Vice President Kamala Harris probably could not have hoped for a better run of preelection economic data than what the United States has enjoyed over the last month.

In recent weeks, key inflation indicators have fallen close to the Federal Reserve’s 2% target rate, after years of running hot under Harris and President Joe Biden. Federal Reserve officials cut interest rates by a half percentage point, immediately bringing mortgage rates to their lowest level in two years. The Commerce Department confirmed that the economy has grown at a robust 3% clip over the last year, after adjusting for rising prices. The Census Bureau reported that the typical household’s inflation-adjusted income jumped in 2023.

Those numbers had encouraged Democrats, including policymakers in the White House and close to Harris’ campaign team. Recent polls have shown Harris closing the gap, or pulling even, with former President Donald Trump on the question of who can best handle the economy and inflation.

But it was Friday’s employment report — 254,000 jobs gained, with wages growing faster than prices — that appeared to give Harris boosters a particularly large dose of confidence. The report came less than a day after striking dockworkers agreed to return to work through the end of the year, avoiding what could have been a major economic disruption with a month to go before the election.
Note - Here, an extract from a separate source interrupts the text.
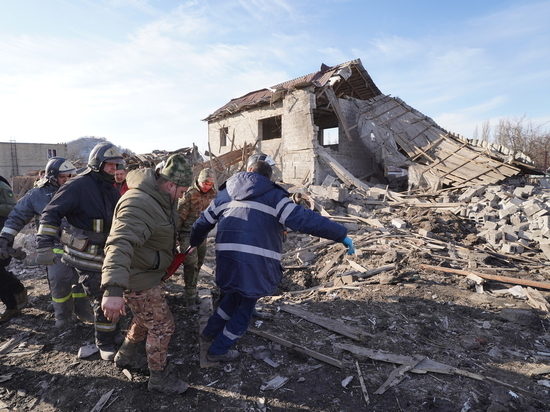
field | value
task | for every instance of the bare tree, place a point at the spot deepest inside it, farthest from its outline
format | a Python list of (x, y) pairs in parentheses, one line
[(521, 135), (485, 131)]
“The combination of this great job market and easing inflation is generating solid real wage and income gains,” said Jared Bernstein, the chair of the White House Council of Economic Advisers. “While those continue to power this expansion forward, we’re also seeing record investment in key sectors, an entrepreneurial boom and gains in worker bargaining power to help ensure that workers get their fair share of all this growth.”

Even Biden, who has attempted to strike a balance between cheering the economy’s performance and acknowledging the struggles created by years of fast-rising prices, sounded more upbeat than normal Friday. He made a surprise appearance in the White House briefing room to celebrate the jobs report and the end of the port strike, which the president and his aides helped broker.

“The past two days, we’ve gotten some very good news about the American economy,” Biden said.

Doubts remain

Independent economists were less cheerful. Several of them acknowledged the strong numbers but warned that they could be illusory, and that the Fed may need to continue to cut interest rates in the months to come to keep unemployment from rising.

“The September jobs report is unambiguously strong,” James Knightley, the chief international economist at ING, wrote in a research note. But he immediately warned that other indicators, including Americans’ personal assessments that the job market is worsening, cloud the picture. “We feel that the risks remain skewed towards weaker growth.”

Geopolitical events could further cloud the next month in the economy. The biggest risk is the rising price of oil, a direct result of escalating war in the Middle East and its potential to crimp the flow of crude to global markets. Oil prices have jumped about 10% since late September as Israel has struck targets in Lebanon, including a surge Thursday after Biden suggested Israel was planning to strike Iran’s oil facilities.

Still, prices remain well below their post-pandemic highs following Russia’s invasion of Ukraine. American gasoline was selling for $3.18 a gallon on average nationwide Friday, according to AAA. That’s down from $3.31 a gallon a month ago and $3.79 a gallon a year ago, but Democrats remain wary of a spike heading into the election.

Manufacturing jobs, too, continue to muddle the story Harris and Biden would love to tell about the economy on their watch. The sector is struggling now in almost exactly the same way it did on the eve of the pandemic. Factories had a net loss of jobs in September, and the sector is down about 50,000 jobs from its high, in January.

GOP factory tack

Republicans attacked Harris on the factory jobs issue Friday. “Kamala Harris and Joe Biden have built back broke, losing 34,000 manufacturing jobs in just the past two months,” Karoline Leavitt, a spokesperson for Trump, said in response to the jobs report.

Still, the recent run of strong data has helped reinforce the fact that the Biden-Harris economy has time and again defied forecasters’ expectations when it comes to growth and job gains.

Republicans and many Wall Street economists have repeatedly warned of imminent recession during Biden’s term. Instead, Biden has compiled the strongest real average economic growth for any president since Bill Clinton in his second term. He has overseen the lowest average unemployment rate for any president since Lyndon B. Johnson.

Biden and Harris have also seen consumer prices rise faster on their watch than any administration in a generation. Polls show voters remain upset about that inflation surge and bitter about the higher cost of food, housing and other staples.

That is why Democrats, including Biden, still attach caveats to their celebrations over good economic news. Biden told reporters in the briefing that his administration would continue to push additional proposals to bring down housing prices and the cost of prescription drugs, and that the federal government now faces the large unexpected costs of rebuilding from Hurricane Helene.

“We’ve got more work to do,” he said.